L'édito de La Tribune : TV, une réforme mal née

Par Pierre-Angel Gay, directeur adjoint de la rédaction de La Tribune

«Errare humanum est, perseverare diabolicum». Rarement décision du chef de l'Etat n'aura mieux illustré cette locution latine. Depuis dix mois et l'annonce surprise de Nicolas Sarkozy de supprimer, dès janvier 2009, la publicité sur les antennes du service public, le projet de réforme que les députés examinent aujourd'hui, tourne à la pantalonnade. Non que son principe soit contestable, cette revendication est aussi vieille que la pub à la télé. Il s'agit de libérer les programmes du service public de la dictature de l'audience et de calquer France Télévisions sur un modèle mythique, la BBC. Mais comme souvent en France, on ne veut pas faire la réforme en entier. Ou, pour être plus exact, on ne veut pas la payer.

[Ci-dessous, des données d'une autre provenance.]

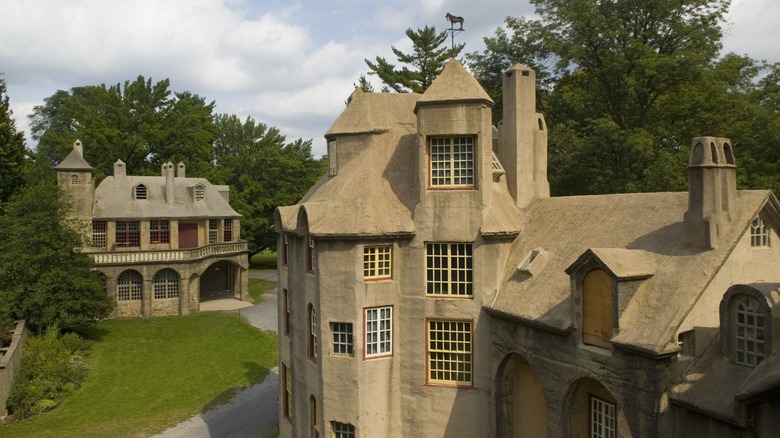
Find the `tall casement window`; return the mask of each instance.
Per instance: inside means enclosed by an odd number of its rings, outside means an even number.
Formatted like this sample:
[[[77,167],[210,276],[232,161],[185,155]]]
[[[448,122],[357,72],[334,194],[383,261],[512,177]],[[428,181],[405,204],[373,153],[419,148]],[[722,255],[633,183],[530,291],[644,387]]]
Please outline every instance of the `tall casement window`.
[[[434,137],[429,142],[430,185],[474,187],[474,137]]]
[[[290,368],[282,364],[282,379],[284,379],[284,400],[283,409],[284,417],[287,419],[292,418],[292,372]]]
[[[116,297],[119,301],[139,301],[143,288],[143,278],[136,271],[119,274],[116,281]]]
[[[317,311],[309,304],[309,359],[317,361]]]
[[[209,243],[217,243],[219,219],[209,219]]]
[[[149,241],[151,243],[170,243],[171,223],[168,220],[149,221]]]
[[[734,360],[743,365],[756,366],[764,360],[766,315],[758,300],[745,295],[732,298]]]
[[[349,423],[334,421],[330,427],[333,429],[333,438],[355,438],[355,426]]]
[[[590,404],[588,422],[590,432],[588,435],[591,438],[615,438],[617,436],[615,404],[593,394],[588,395],[588,403]]]
[[[363,247],[363,278],[384,280],[393,274],[393,246],[373,245]]]
[[[428,320],[428,383],[471,386],[471,321]]]
[[[286,234],[282,234],[282,264],[287,265],[287,258],[290,254],[290,238]]]
[[[306,236],[306,270],[314,272],[314,239]]]
[[[393,354],[393,308],[387,306],[365,309],[364,317],[365,357]]]
[[[135,199],[146,199],[146,186],[138,184],[135,186]]]
[[[330,323],[330,332],[333,334],[333,354],[352,356],[352,323],[351,322],[332,322]]]
[[[753,219],[750,224],[750,246],[767,247],[769,246],[769,224],[764,222],[760,216]]]
[[[92,221],[92,245],[106,246],[106,221]]]
[[[290,293],[287,289],[282,289],[282,298],[284,299],[284,334],[290,334]]]
[[[138,248],[141,246],[141,228],[138,221],[116,221],[114,240],[117,248]]]
[[[612,277],[594,269],[582,279],[582,342],[612,349]]]
[[[222,222],[222,241],[233,241],[233,219],[225,219]]]
[[[179,297],[179,274],[173,269],[163,269],[154,274],[154,299]]]
[[[473,258],[470,243],[425,244],[425,293],[470,297]]]

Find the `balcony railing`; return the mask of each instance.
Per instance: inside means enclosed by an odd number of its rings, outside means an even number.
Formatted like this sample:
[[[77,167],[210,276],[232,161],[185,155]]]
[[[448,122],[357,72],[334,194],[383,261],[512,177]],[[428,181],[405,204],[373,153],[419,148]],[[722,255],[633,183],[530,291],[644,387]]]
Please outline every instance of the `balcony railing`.
[[[247,252],[246,241],[213,243],[187,249],[144,251],[99,251],[84,248],[83,253],[92,257],[96,265],[126,265],[133,263],[195,261],[213,256],[235,255]]]

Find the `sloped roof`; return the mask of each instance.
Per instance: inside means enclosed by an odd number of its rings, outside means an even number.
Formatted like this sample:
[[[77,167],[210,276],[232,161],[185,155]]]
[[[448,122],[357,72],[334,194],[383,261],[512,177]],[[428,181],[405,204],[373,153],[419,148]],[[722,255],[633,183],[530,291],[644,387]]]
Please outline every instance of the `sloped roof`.
[[[638,272],[644,275],[652,269],[653,277],[624,310],[613,342],[671,353],[677,349],[674,333],[685,313],[769,198],[769,191],[739,191],[733,220],[721,230],[718,247],[709,251],[682,246],[687,192],[538,199],[525,212],[525,228],[511,249],[505,284],[489,310],[567,331],[573,327],[567,268],[595,249],[614,269],[633,275],[635,269],[619,261],[633,254],[641,259]],[[530,277],[518,273],[523,258],[540,247],[548,258],[544,269]]]
[[[418,105],[428,102],[481,100],[493,105],[493,99],[479,81],[458,61],[450,60],[441,74],[431,83]]]
[[[207,218],[240,217],[220,192],[227,186],[215,186],[205,178],[174,179],[174,203],[168,205],[163,176],[109,176],[95,189],[93,217],[96,219],[120,218]],[[147,199],[135,199],[134,188],[144,184]],[[202,201],[193,199],[195,186],[202,184],[205,196]]]

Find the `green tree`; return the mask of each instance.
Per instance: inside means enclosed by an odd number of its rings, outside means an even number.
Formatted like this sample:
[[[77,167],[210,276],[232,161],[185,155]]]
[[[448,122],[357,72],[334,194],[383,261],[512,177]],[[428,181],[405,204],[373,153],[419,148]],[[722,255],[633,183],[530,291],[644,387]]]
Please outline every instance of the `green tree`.
[[[273,230],[277,206],[298,202],[322,175],[311,153],[311,140],[287,142],[277,128],[241,121],[235,115],[215,117],[216,170],[212,178],[229,184],[231,205],[241,213],[241,236],[252,253],[276,247]]]
[[[40,159],[55,165],[80,139],[98,181],[118,159],[136,175],[157,174],[168,161],[205,171],[213,158],[214,103],[189,92],[172,93],[169,86],[167,79],[152,83],[139,76],[123,85],[57,91],[31,116]]]
[[[53,172],[42,168],[0,216],[0,312],[37,332],[104,318],[113,306],[92,259],[74,252],[82,240],[66,212]]]
[[[490,68],[523,62],[539,73],[549,93],[539,106],[550,127],[553,193],[679,188],[691,138],[670,131],[668,110],[701,91],[696,83],[718,55],[729,2],[532,3],[537,20],[508,19],[508,30],[470,59]],[[500,90],[498,74],[475,68],[489,93]],[[698,117],[693,109],[688,118]],[[696,135],[703,134],[717,135]]]
[[[413,53],[407,54],[391,47],[398,62],[404,64],[401,68],[397,68],[395,64],[380,56],[376,57],[375,62],[365,60],[366,65],[371,69],[369,74],[377,75],[389,87],[384,88],[383,91],[392,89],[397,93],[425,92],[444,69],[446,62],[457,57],[465,46],[465,44],[458,44],[451,48],[446,45],[442,47],[447,40],[447,31],[438,33],[434,26],[425,26],[417,30],[406,29],[406,36],[412,40]]]
[[[0,212],[22,184],[25,165],[24,133],[16,130],[5,80],[0,79]]]

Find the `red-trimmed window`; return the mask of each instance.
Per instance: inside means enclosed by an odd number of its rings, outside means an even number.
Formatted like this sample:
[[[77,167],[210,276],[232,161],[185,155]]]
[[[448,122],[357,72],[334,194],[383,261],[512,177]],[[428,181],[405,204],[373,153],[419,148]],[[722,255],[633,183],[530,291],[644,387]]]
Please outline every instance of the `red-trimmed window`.
[[[116,221],[116,246],[138,248],[141,246],[141,228],[138,221]]]
[[[168,220],[149,221],[149,241],[151,243],[170,243],[171,223]]]

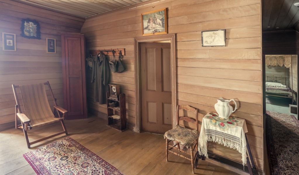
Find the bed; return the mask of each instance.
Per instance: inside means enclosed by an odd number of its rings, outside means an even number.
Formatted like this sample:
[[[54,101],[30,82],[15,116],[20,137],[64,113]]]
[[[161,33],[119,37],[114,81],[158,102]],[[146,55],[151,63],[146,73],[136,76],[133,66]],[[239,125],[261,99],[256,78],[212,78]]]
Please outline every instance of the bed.
[[[297,93],[285,85],[286,81],[282,76],[266,75],[266,95],[292,98],[297,102]]]

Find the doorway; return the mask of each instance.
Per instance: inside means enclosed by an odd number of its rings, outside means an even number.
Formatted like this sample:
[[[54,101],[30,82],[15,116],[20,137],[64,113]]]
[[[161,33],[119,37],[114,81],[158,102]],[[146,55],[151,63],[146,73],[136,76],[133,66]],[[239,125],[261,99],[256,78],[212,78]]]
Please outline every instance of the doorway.
[[[147,132],[164,134],[165,131],[171,129],[175,123],[175,117],[174,117],[175,116],[176,106],[175,36],[174,34],[167,34],[161,36],[138,37],[135,39],[135,68],[136,72],[136,131],[137,132]],[[168,58],[164,60],[163,59],[157,60],[155,61],[158,64],[155,64],[154,66],[153,62],[150,61],[150,59],[143,59],[142,60],[142,55],[143,54],[144,57],[146,52],[141,52],[141,48],[143,47],[143,50],[145,50],[144,48],[147,47],[147,45],[149,48],[147,49],[147,51],[150,52],[149,54],[147,54],[146,56],[156,58],[156,55],[158,55],[158,57],[163,58],[164,56],[163,54],[168,53],[165,55],[168,54],[168,56],[166,56],[168,57]],[[161,51],[160,52],[157,52],[158,55],[154,56],[152,55],[153,51],[158,50],[158,48],[160,48],[162,52]],[[163,53],[163,52],[164,53]],[[163,67],[163,66],[166,67]],[[142,72],[143,70],[144,70],[144,68],[147,66],[150,72],[143,71]],[[159,69],[157,69],[159,66]],[[158,69],[160,71],[158,72],[161,73],[153,71],[153,70]],[[161,78],[163,74],[167,72],[169,72],[168,75],[164,75],[168,76],[168,78]],[[151,74],[151,75],[150,75]],[[161,75],[159,75],[160,74]],[[155,75],[153,76],[153,75]],[[153,83],[153,81],[155,79],[158,81],[155,80]],[[149,83],[149,82],[151,83]],[[159,86],[157,85],[158,84],[161,84],[160,87],[158,87]],[[160,90],[156,91],[158,89]],[[167,98],[168,98],[165,101],[162,100],[165,98],[163,96],[164,95],[168,96]],[[157,129],[157,128],[158,129]]]
[[[266,110],[292,115],[298,119],[297,55],[265,56]]]
[[[171,129],[170,43],[140,43],[143,132],[164,134]]]

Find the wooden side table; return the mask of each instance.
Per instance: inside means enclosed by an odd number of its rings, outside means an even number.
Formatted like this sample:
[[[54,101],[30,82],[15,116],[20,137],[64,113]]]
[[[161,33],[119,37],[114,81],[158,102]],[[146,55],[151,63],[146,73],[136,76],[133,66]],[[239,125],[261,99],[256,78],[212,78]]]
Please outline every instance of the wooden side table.
[[[237,149],[242,154],[243,165],[244,165],[247,164],[249,174],[257,174],[245,134],[248,132],[246,122],[244,119],[233,117],[228,119],[222,119],[217,114],[209,112],[202,119],[199,139],[199,155],[208,158],[207,146],[208,141],[217,142],[225,146]],[[247,155],[248,156],[246,156]]]

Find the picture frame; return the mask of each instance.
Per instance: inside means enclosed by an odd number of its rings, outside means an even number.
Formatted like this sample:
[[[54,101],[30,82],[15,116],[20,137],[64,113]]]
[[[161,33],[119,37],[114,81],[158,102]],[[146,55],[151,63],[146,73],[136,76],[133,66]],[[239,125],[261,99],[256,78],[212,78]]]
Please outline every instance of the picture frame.
[[[167,33],[166,9],[141,14],[142,36]]]
[[[4,51],[16,51],[15,34],[2,32],[2,41]]]
[[[203,47],[225,46],[225,30],[202,31]]]
[[[47,53],[56,53],[56,39],[54,38],[46,38]]]
[[[31,39],[40,39],[40,27],[38,22],[28,18],[22,19],[21,35]]]

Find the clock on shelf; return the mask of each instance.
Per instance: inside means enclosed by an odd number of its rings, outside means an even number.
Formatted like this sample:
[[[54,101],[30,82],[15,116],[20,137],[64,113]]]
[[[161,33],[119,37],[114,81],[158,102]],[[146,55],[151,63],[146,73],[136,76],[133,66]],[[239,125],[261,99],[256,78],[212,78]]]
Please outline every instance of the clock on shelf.
[[[119,85],[117,84],[109,84],[110,97],[109,99],[118,100],[118,97],[120,94]]]

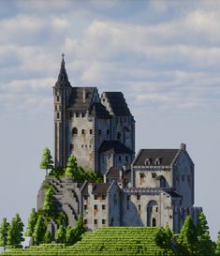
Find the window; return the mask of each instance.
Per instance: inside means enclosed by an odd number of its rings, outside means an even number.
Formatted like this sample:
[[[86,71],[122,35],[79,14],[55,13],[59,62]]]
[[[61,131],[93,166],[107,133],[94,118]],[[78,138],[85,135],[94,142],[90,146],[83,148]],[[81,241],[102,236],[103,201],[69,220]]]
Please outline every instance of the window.
[[[74,135],[74,134],[78,134],[77,128],[73,128],[73,129],[72,129],[72,135]]]

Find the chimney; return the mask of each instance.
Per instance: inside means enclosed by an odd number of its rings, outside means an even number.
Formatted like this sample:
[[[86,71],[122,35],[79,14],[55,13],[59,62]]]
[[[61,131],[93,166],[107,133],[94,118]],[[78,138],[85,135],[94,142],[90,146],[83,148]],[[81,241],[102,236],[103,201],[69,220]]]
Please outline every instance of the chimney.
[[[82,102],[85,103],[85,98],[86,98],[86,91],[85,88],[82,90]]]
[[[181,149],[186,151],[186,144],[181,143]]]

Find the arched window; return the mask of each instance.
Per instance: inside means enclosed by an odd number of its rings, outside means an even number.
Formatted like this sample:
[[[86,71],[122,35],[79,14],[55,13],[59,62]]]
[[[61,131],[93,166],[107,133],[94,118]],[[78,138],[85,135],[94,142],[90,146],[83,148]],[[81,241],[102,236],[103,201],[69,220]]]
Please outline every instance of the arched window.
[[[153,226],[153,227],[155,227],[155,226],[156,226],[155,218],[152,218],[152,226]]]
[[[72,135],[74,135],[74,134],[78,134],[77,128],[73,128],[73,129],[72,129]]]

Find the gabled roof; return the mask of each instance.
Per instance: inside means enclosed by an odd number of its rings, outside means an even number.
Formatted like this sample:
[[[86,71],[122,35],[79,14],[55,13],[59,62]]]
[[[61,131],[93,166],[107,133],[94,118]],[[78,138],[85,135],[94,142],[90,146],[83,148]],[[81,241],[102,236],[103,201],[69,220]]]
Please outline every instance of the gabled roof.
[[[106,107],[101,103],[94,103],[90,110],[90,115],[95,116],[100,119],[110,118],[110,113],[106,110]]]
[[[136,157],[133,166],[169,166],[176,158],[180,149],[141,149]],[[159,163],[156,163],[156,159]]]
[[[133,154],[134,152],[119,141],[104,141],[99,153],[110,152],[115,154]]]
[[[131,115],[127,107],[126,101],[122,92],[104,92],[101,96],[102,98],[106,98],[110,103],[111,112],[116,116],[128,116]]]
[[[94,183],[93,194],[107,194],[107,191],[111,183]]]
[[[96,87],[73,87],[69,98],[69,107],[76,112],[89,110],[95,89]],[[85,92],[85,100],[83,100],[83,91]]]

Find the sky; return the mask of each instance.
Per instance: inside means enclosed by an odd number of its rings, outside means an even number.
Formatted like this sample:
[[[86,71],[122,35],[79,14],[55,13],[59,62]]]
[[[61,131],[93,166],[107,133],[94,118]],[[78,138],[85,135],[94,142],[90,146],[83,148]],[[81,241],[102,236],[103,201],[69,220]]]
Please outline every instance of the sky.
[[[136,151],[186,143],[195,206],[220,231],[220,1],[0,0],[0,219],[23,222],[53,152],[52,86],[122,91]],[[53,153],[52,153],[53,154]]]

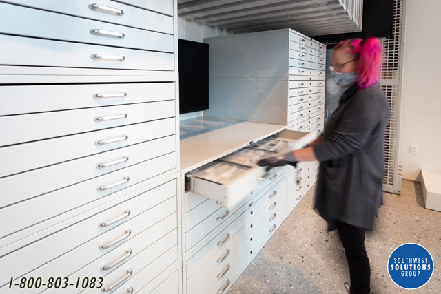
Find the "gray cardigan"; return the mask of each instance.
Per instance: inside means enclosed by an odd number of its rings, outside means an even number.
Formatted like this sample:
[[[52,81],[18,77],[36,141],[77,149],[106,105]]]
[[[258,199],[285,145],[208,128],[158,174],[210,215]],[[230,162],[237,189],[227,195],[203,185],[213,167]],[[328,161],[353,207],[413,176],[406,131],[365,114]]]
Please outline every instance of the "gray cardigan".
[[[389,105],[373,85],[349,87],[329,117],[323,140],[314,146],[321,162],[314,208],[328,230],[342,222],[371,230],[382,204],[384,129]]]

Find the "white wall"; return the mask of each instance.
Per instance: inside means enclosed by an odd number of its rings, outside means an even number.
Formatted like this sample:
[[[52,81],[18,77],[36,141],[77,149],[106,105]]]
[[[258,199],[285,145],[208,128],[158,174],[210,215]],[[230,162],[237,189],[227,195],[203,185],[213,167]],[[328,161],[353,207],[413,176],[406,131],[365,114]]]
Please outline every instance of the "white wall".
[[[198,23],[189,19],[184,19],[182,17],[178,18],[178,39],[202,43],[202,40],[204,38],[223,36],[225,34],[229,34],[226,30],[220,30],[207,25]],[[203,115],[203,112],[195,112],[181,114],[179,116],[179,120],[182,120],[192,118]]]
[[[441,1],[405,3],[399,162],[419,181],[420,169],[441,171]]]

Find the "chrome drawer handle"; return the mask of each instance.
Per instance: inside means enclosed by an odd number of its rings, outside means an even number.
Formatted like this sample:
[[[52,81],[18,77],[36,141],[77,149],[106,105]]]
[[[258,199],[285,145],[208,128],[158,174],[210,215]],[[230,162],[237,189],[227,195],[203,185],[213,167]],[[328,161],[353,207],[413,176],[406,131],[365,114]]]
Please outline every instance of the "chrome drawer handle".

Refaire la BBC a un coût. La redevance outre-Manche s'élève à 182 euros par an quand en France, elle n'est que de 116 euros. Le président de la République ne voulant pas augmenter les prélèvements obligatoires, l'Etat a transformé la mise en place de la réforme et son financement, en un invraisemblable concours Lépine de l'exception culturelle française. Tout en mécontentant tous les professionnels des médias. Et même au-delà.

Pour n'être pas accusé de vouloir tuer l'audiovisuel public, Nicolas Sarkozy s'est engagé à ne pas en modifier le périmètre. Autrement dit, pour imposer une réforme que personne ne lui demandait, il s'est condamné sur tout le reste à... l'immobilisme. Puis, pour trouver de l'argent, il s'est proposé de mettre à contribution les «poches profondes» que sont les télévisions privées et les opérateurs télécoms. Ce qui l'a conduit à taxer les activités du futur pour financer celles d'aujourd'hui. TF 1 et M6 ont plaidé auprès des députés pour obtenir un rabais en cas de baisse de leur chiffre d'affaires publicitaire : autrement dit seuls les transferts de pub venant de l'audiovisuel public seraient imposés plein pot. Ce sont donc les chaînes de la TNT - dont les revenus sont, du fait de leur jeunesse, structurellement en croissance -, qui paieront de toute façon. Quant au numérique, il est lui aussi sollicité quelques semaines après la mise en place du plan Besson 2012 censé le dynamiser. Cherchez l'erreur.